Do Ho Suh: The Fabric of Life
As shows of his work open at opposite ends of the US, the nomadic Korean-born artist explains how his coloured cloth installations reflect his transient existence. By Rachel Corbett.
The Korean-born artist Do Ho Suh has made moving around the world — from Seoul to New York and now London — his life’s work. His sheer fabric structures, which replicate the architecture of his past dwellings, give shape to the transience, dislocation and shifting identities that Suh has known. Now the sculptures themselves are hitting the road: : in February, the Cincinnati Contemporary Arts Center (CAC) opened Passage, a solo exhibition of predominantly new work (until 11 September), while the Museum of Contemporary Art San Diego is the latest US institution to host the artist’s mid-career survey (18 March-4 July) with a presentation of several of the cloth installations, along with videos and works on paper.
The Art Newspaper: Your cloth houses evoke feelings of both rootedness and uprootedness. Does the fact that the sculptures themselves are now travelling around the country add anything to the way you think about the work?

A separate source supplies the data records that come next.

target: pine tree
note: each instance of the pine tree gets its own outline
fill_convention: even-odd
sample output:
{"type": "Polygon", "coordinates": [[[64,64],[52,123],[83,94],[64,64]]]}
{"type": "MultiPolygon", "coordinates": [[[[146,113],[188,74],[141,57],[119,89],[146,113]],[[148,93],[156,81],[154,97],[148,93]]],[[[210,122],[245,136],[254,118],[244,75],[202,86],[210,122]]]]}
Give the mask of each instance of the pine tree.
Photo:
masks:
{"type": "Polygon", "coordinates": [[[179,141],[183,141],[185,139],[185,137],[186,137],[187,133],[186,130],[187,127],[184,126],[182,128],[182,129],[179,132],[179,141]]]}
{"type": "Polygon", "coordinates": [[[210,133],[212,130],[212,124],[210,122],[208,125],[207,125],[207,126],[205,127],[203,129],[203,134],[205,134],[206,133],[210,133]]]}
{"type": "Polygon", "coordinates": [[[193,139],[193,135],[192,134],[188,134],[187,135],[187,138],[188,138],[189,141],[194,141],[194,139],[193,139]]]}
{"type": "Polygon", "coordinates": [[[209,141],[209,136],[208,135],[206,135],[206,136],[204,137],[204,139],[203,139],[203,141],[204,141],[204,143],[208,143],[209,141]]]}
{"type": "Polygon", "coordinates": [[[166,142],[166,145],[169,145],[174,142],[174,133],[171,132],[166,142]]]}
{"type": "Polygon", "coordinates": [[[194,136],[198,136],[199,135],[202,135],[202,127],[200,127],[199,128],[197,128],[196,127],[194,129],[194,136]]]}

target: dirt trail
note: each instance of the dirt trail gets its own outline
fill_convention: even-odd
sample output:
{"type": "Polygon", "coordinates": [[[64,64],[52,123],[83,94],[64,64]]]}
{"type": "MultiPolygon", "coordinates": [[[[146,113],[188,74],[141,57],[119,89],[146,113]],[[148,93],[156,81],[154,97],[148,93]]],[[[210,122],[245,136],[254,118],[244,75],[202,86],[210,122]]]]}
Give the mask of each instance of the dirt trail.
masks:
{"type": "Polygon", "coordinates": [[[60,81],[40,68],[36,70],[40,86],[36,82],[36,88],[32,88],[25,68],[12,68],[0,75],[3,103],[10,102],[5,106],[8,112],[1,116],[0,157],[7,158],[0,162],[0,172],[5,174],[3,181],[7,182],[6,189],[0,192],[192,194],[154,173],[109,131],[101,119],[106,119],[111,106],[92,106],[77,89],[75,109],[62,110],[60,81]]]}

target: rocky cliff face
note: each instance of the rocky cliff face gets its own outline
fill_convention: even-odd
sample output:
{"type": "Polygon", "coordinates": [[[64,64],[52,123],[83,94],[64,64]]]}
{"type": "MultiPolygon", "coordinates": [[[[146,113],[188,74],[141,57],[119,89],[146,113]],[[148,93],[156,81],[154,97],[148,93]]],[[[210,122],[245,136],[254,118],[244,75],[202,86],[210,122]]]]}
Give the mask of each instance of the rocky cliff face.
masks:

Do Ho Suh: It’s a strange feeling. Previously I’ve had shows travel to a couple of different places, but never as extensively as this US tour. I feel like I’m in a rock band or something, going to all these small towns. It’s funny because the same pieces are travelling from one end of the US to the other, but each venue is completely different, so each time I show the piece in a different space or location it actually achieves a different layer of meaning. I think it’s kind of similar to my personal experience of leaving home and coming to a different country and moving around, but this time it’s the work itself that is experiencing different things. But because of the specificity of the museum space, I don’t think the Cincinnati show can be replicated. It is very much sitespecific; the whole show is about this transient experience, moving throughout the spaces within the museum and using your body.
The CAC was Zaha Hadid’s first building in the US. How did its angular, unconventional architecture influence the making of your exhibition?
I had been thinking about my Hub series before I was invited to Cincinnati, but sometimes you need to find the right time and place to realise an idea. For me, CAC was the great opportunity to make this project happen. The space is quite challenging and yet quite interesting—it’s not a typical white cube. There’s no clear distinction from one gallery to another, so I saw it as one continuous space. Every room has different ceiling heights. The ramp goes all the way to the fourth floor and they have a very tall space with a skylight. It’s the perfect place for my show, which is titled Passage because of the work’s relationship to the museum’s architecture. The way the exhibition is designed, you go through different spaces and in my practice I’ve been interested in these different kinds of transitional spaces. So the Hub series is part of this.
How does the Hub series differ from your previous architectural works?
These are architectural pieces that are not designated with any particular function. They are basically in-between spaces, like from the bedroom to the kitchen. You can call it a corridor maybe, but a Hub looks like a room: it’s more square, not long and rectangular, and it has three or four doors because it leads you to the different spaces. Conceptually, the core of the piece is quite similar to older work and when you connect these things together it becomes the passage—the journey of my life over the past 20 years or so starting from Korea and going to the US, Germany and England.